German football club

SV 1958 Alfeld/Leine is a German football club from the city of Alfeld, Lower Saxony. Established on 22 July 1858 as the gymnastics club Männer Turnerverein Alfeld a football team was not formed within the club until after a 1931 merger with Sportverein Eintracht 1919 Alfeld. However, the club's first football department was short-lived and disappeared in 1936.

==History==
In 1942 MTV joined Sonnabendriege 1896 Alfeld and Schwimmklub Poseidon Alfeld to form Verein für Leibesbungen 1858 Alfeld. On 24 October 1945, some months after the end of World War II, VfL joined Tuspo Alfeld to create Sportverein Alfeld.

The history of Tuspo Alfeld saw the bringing together of several early local sides. The club was formed in 1929 out of the merger of SV 1925 Alfeld and Turnverein Jahn 1884 Alfeld. In 1933, the Nazi regime broke up clubs with links to worker's groups as politically unpalatable and the membership of Fußballclub Union Alfeld also became part of Tuspo. Union was itself the product of an earlier merger on 20 May 1915 between FC Hertha 1911 Alfeld and FC 1912 Alfeld.

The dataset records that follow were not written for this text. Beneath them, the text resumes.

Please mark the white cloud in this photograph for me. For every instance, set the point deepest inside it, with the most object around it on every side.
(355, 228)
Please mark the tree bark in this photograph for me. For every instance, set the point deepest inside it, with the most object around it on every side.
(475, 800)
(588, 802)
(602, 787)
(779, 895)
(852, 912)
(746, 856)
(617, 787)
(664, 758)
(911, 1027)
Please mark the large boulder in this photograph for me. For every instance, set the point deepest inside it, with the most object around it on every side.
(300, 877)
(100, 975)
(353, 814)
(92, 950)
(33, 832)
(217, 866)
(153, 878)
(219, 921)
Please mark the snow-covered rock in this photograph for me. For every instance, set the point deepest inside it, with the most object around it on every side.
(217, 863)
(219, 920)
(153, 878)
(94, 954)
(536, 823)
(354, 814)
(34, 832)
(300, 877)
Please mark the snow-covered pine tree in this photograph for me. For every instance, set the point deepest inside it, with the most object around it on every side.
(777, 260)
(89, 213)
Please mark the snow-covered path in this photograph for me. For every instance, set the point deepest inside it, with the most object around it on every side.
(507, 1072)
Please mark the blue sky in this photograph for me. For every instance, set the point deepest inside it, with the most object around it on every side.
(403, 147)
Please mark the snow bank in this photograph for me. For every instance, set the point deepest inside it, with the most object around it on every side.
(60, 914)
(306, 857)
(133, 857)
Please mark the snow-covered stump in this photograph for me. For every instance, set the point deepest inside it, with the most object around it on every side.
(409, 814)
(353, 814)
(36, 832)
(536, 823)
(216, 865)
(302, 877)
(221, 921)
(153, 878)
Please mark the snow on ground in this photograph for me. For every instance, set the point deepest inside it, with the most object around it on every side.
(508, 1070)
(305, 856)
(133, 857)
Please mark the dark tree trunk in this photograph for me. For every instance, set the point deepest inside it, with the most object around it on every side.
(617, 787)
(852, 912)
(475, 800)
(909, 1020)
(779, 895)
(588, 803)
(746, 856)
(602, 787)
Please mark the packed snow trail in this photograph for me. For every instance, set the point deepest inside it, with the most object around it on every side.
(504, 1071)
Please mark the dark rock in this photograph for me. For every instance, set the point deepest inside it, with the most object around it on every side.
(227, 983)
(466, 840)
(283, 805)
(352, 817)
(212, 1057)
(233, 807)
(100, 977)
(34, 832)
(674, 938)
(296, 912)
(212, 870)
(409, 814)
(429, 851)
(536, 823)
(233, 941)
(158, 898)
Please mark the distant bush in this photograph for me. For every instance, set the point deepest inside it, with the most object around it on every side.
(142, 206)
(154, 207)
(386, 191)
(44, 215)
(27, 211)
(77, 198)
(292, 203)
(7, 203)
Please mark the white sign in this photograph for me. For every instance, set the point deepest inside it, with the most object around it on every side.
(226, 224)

Following the war SV spent the 1947–48 season in the Landesliga Niedersachsen/Hildesheim (III) finishing 9th before settling into lower-level competition until the late 1950s. The club reclaimed its identity as SV 1858 Alfeld on 7 March 1950 and later in the year part of the membership left to establish VfL 1950 Alfeld.

SV advanced to play in the Amateurliga Niedersachsen-Ost in 1956 and played two seasons there as a lower-tier side. On 1 May 1958, the footballers left the club to establish the independent FC Alfeld which captured a Bezirksliga championship in 1976 and followed up with a cup win in 1977. They eventually returned to rejoin their parent club in 1991 and are today one of over a dozen departments within the association.

They currently compete in the Bezirksliga Hannover after relegation from the Landesliga Hannover in 2015.